Ten PZL P.11c jest jedyną zachowaną maszyną myśliwską Polaków, która brał udział w obronie ziem polskich we wrześniu 1939 r. Prace nad samym remontem silnika trwały ponad rok i nie kosztowały nawet złotówki. Zajął się tym prawdziwy pasjonat i specjalista w tematyce silników lotniczych, pan Henryk Wicki, właściciel firmy ze Świdnika.

Przed wojną maszynę nazywano "jedynastką". Jej napęd stanowi 9-cylindrowy silnik gwiazdowy Bristol Merkury o mocy 600 km. Został wyprodukowany przez zakłady Skoda w Polsce. Silnik był nietknięty przez ponad 80 lat. Maszynę wyprodukowano w połowie lat 30.

Samolot znajduje się w Muzeum Lotnictwa Polskiego w Krakowie od 1963 roku. Podczas wojny został postrzelony w płaty i silnik, i przez większość czasu prawdopodobnie stał na lotnisku, zanim trafił do muzeum. Egzemplarz oprócz remontu otrzymał także nowe malowanie.

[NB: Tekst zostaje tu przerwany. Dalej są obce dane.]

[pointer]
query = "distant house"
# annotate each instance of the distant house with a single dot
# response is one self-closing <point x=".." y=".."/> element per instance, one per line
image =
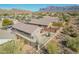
<point x="44" y="21"/>
<point x="6" y="36"/>
<point x="26" y="31"/>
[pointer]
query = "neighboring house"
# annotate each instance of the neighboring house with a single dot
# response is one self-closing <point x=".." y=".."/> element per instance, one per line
<point x="26" y="31"/>
<point x="6" y="36"/>
<point x="44" y="21"/>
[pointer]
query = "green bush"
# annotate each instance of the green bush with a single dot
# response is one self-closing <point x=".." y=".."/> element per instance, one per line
<point x="73" y="43"/>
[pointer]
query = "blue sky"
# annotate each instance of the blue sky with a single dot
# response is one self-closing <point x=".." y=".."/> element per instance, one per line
<point x="32" y="7"/>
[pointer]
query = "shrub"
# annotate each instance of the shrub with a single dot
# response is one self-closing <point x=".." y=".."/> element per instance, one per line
<point x="7" y="22"/>
<point x="53" y="47"/>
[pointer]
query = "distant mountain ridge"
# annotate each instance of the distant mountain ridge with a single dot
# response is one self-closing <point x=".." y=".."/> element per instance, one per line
<point x="59" y="9"/>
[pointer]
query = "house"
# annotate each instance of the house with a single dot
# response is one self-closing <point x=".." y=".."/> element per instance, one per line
<point x="6" y="36"/>
<point x="44" y="21"/>
<point x="26" y="31"/>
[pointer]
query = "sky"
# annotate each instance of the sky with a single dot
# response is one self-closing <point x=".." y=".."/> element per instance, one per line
<point x="32" y="7"/>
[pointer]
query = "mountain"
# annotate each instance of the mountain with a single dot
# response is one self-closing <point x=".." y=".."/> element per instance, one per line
<point x="59" y="9"/>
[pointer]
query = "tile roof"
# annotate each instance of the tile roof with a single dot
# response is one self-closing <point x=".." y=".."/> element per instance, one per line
<point x="44" y="21"/>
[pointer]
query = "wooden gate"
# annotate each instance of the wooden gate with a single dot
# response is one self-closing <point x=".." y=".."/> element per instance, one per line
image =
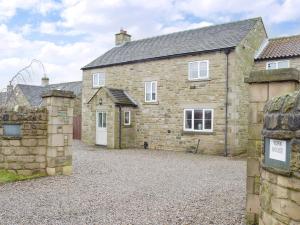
<point x="77" y="127"/>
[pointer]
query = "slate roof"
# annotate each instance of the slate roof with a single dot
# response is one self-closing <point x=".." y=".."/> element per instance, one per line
<point x="118" y="96"/>
<point x="282" y="47"/>
<point x="210" y="38"/>
<point x="33" y="93"/>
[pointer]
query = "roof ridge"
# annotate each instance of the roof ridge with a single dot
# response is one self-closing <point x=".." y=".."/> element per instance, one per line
<point x="66" y="82"/>
<point x="285" y="37"/>
<point x="199" y="28"/>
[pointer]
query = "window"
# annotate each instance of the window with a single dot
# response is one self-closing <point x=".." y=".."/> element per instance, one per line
<point x="98" y="80"/>
<point x="127" y="118"/>
<point x="12" y="130"/>
<point x="151" y="91"/>
<point x="278" y="65"/>
<point x="198" y="120"/>
<point x="199" y="70"/>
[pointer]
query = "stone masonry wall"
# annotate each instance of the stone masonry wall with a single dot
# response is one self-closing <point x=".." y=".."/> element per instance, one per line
<point x="43" y="145"/>
<point x="259" y="94"/>
<point x="238" y="92"/>
<point x="60" y="106"/>
<point x="280" y="190"/>
<point x="27" y="154"/>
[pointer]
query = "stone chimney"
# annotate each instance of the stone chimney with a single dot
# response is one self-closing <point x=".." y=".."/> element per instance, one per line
<point x="45" y="81"/>
<point x="122" y="37"/>
<point x="9" y="89"/>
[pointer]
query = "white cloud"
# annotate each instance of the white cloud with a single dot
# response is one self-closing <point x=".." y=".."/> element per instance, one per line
<point x="8" y="8"/>
<point x="48" y="28"/>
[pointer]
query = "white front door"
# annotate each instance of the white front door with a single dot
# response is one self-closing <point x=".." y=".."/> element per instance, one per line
<point x="101" y="128"/>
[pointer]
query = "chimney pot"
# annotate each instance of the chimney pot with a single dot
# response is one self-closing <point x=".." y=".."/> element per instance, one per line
<point x="122" y="37"/>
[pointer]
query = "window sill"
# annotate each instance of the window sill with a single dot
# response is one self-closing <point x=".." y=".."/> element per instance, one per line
<point x="97" y="87"/>
<point x="184" y="132"/>
<point x="199" y="80"/>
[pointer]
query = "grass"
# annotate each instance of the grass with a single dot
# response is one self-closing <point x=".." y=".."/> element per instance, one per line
<point x="8" y="176"/>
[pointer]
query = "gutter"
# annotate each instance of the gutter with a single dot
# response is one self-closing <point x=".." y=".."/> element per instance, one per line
<point x="120" y="127"/>
<point x="227" y="52"/>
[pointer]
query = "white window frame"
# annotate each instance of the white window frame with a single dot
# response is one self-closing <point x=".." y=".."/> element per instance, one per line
<point x="276" y="63"/>
<point x="129" y="117"/>
<point x="198" y="78"/>
<point x="203" y="115"/>
<point x="151" y="92"/>
<point x="97" y="85"/>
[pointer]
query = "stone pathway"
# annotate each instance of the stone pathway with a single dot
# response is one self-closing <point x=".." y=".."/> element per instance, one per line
<point x="131" y="187"/>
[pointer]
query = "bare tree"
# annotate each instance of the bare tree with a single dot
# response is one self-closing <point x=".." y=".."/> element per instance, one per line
<point x="24" y="76"/>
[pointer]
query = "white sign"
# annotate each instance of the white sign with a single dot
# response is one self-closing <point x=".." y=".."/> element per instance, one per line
<point x="278" y="150"/>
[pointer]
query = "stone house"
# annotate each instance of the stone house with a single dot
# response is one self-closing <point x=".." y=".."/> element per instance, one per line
<point x="179" y="91"/>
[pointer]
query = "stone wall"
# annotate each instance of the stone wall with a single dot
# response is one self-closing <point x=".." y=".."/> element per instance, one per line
<point x="280" y="189"/>
<point x="44" y="143"/>
<point x="26" y="154"/>
<point x="161" y="123"/>
<point x="262" y="87"/>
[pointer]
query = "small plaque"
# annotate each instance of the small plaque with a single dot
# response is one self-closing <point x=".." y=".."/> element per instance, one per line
<point x="277" y="154"/>
<point x="278" y="150"/>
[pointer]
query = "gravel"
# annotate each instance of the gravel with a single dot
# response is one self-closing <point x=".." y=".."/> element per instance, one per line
<point x="131" y="187"/>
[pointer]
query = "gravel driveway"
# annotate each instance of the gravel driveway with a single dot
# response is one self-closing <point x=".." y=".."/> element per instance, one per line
<point x="131" y="187"/>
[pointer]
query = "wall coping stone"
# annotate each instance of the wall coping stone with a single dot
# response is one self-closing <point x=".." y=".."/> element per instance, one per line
<point x="265" y="76"/>
<point x="58" y="93"/>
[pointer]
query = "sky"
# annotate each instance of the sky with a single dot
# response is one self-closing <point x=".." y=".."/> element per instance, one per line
<point x="64" y="35"/>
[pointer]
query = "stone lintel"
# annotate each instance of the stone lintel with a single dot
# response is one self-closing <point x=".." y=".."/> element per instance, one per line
<point x="278" y="75"/>
<point x="58" y="93"/>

Co ciekawe, historyczny samolot pojawi się na pasie przed trybuną sierpniowych Air Show w Radomiu z okazji 100-lecia odzyskania niepodległości. Odrestaurowaniem P.11c zajęli się specjaliści z MLP, korzystając z środków Muzeum Lotnictwa Polskiego w Krakowie.

Aktualizacja:

Kilka godzin po opublikowaniu artykułu odezwał się do nas czytelnik, korzystając z serwisu dziejesie.wp.pl. Poinformował o wielkich sukcesach polskiej maszyny P.11 C. Jak się okazuje, maszyna Polaków jako pierwsza zestrzeliła nazistowski samolot podczas II wojny światowej. Postanowiliśmy dołączyć przedstawiane informacje do naszego artykułu:

"Żurada, 01.09.1939 r. Pierwsze zestrzelenie niemieckich samolotów w czasie II Wojny Światowej przez samolot PZL.P.11c o numerze 5 należącym do 121 Eskadry 2 Dywizjonu Myśliwskiego stacjonującego wówczas na podkrakowskim lotnisku Balice, pilotowanym przez Władysława Gnysia.

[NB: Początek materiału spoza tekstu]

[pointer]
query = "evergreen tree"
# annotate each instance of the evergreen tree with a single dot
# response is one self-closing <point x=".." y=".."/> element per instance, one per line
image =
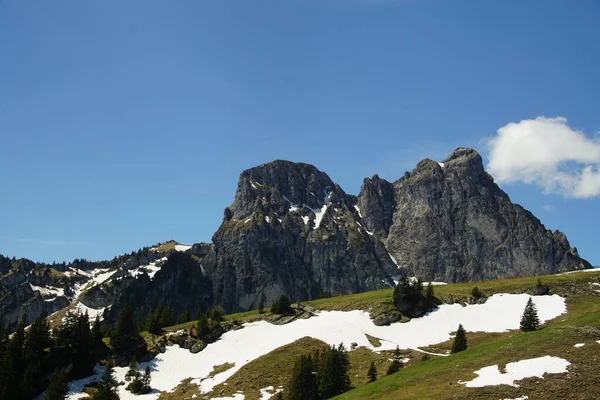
<point x="107" y="387"/>
<point x="303" y="384"/>
<point x="394" y="367"/>
<point x="58" y="388"/>
<point x="396" y="362"/>
<point x="97" y="332"/>
<point x="429" y="292"/>
<point x="146" y="381"/>
<point x="372" y="373"/>
<point x="460" y="340"/>
<point x="529" y="320"/>
<point x="184" y="317"/>
<point x="332" y="371"/>
<point x="125" y="336"/>
<point x="282" y="306"/>
<point x="202" y="326"/>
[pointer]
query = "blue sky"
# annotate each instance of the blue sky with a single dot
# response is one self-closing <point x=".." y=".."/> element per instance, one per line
<point x="125" y="123"/>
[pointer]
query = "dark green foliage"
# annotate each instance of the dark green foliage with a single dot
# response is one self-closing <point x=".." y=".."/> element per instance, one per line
<point x="202" y="326"/>
<point x="58" y="388"/>
<point x="541" y="289"/>
<point x="216" y="313"/>
<point x="282" y="306"/>
<point x="332" y="371"/>
<point x="160" y="318"/>
<point x="321" y="376"/>
<point x="184" y="316"/>
<point x="529" y="320"/>
<point x="372" y="373"/>
<point x="396" y="362"/>
<point x="107" y="387"/>
<point x="261" y="304"/>
<point x="460" y="340"/>
<point x="97" y="332"/>
<point x="303" y="384"/>
<point x="394" y="367"/>
<point x="409" y="299"/>
<point x="125" y="337"/>
<point x="429" y="292"/>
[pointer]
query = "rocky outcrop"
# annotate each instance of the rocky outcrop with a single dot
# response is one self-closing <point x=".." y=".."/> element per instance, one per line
<point x="292" y="230"/>
<point x="452" y="223"/>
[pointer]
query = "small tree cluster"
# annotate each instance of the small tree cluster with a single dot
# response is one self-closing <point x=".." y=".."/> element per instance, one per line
<point x="320" y="376"/>
<point x="529" y="320"/>
<point x="460" y="340"/>
<point x="159" y="318"/>
<point x="282" y="306"/>
<point x="140" y="384"/>
<point x="396" y="362"/>
<point x="541" y="289"/>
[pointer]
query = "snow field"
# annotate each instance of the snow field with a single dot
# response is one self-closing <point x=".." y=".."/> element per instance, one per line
<point x="500" y="313"/>
<point x="533" y="367"/>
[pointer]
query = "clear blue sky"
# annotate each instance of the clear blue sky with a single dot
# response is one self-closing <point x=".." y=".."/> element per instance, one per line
<point x="125" y="123"/>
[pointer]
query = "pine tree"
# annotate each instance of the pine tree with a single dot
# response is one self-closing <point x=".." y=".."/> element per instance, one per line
<point x="282" y="306"/>
<point x="202" y="326"/>
<point x="146" y="381"/>
<point x="184" y="317"/>
<point x="460" y="340"/>
<point x="97" y="333"/>
<point x="125" y="336"/>
<point x="303" y="384"/>
<point x="429" y="292"/>
<point x="372" y="373"/>
<point x="529" y="320"/>
<point x="394" y="367"/>
<point x="58" y="388"/>
<point x="107" y="387"/>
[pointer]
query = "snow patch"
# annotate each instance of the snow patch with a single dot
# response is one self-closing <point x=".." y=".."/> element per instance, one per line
<point x="515" y="371"/>
<point x="357" y="210"/>
<point x="498" y="314"/>
<point x="48" y="290"/>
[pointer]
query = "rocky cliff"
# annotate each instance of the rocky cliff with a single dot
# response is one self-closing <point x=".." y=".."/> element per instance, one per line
<point x="451" y="222"/>
<point x="292" y="230"/>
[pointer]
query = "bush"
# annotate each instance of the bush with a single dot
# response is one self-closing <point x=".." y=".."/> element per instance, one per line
<point x="282" y="306"/>
<point x="460" y="340"/>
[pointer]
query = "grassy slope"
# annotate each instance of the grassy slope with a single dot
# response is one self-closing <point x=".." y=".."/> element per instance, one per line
<point x="438" y="377"/>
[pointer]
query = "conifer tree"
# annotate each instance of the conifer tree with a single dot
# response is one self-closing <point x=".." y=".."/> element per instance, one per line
<point x="202" y="326"/>
<point x="460" y="340"/>
<point x="429" y="292"/>
<point x="58" y="388"/>
<point x="372" y="373"/>
<point x="303" y="384"/>
<point x="529" y="320"/>
<point x="97" y="333"/>
<point x="146" y="381"/>
<point x="107" y="387"/>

W dniu wybuchu II Wojny Światowej - 1 września 1939 r., nad Żuradą rozpętała się powietrzna potyczka między dwoma niemieckimi bombowcami "Do 17 E", a polskim samolotem myśliwskim "PZL.P.11c" należącym do 121 Eskadry 2 Dywizjonu Myśliwskiego stacjonującego wówczas na podkrakowskim lotnisku Balice.

W wyniku starcia, niemieckie bombowce (wracające z bombardowania Krakowa) zostały zestrzelone i runęły na ziemię roztrzaskując się na terenie wsi Żurada. Wiele lat później, po szczegółowej analizie meldunków (także niemieckich), historycy wojskowi w Londynie uznali, że strącone nad Żuradą bombowce były pierwszymi niemieckimi maszynami jakie zestrzelono w II Wojnie Światowej."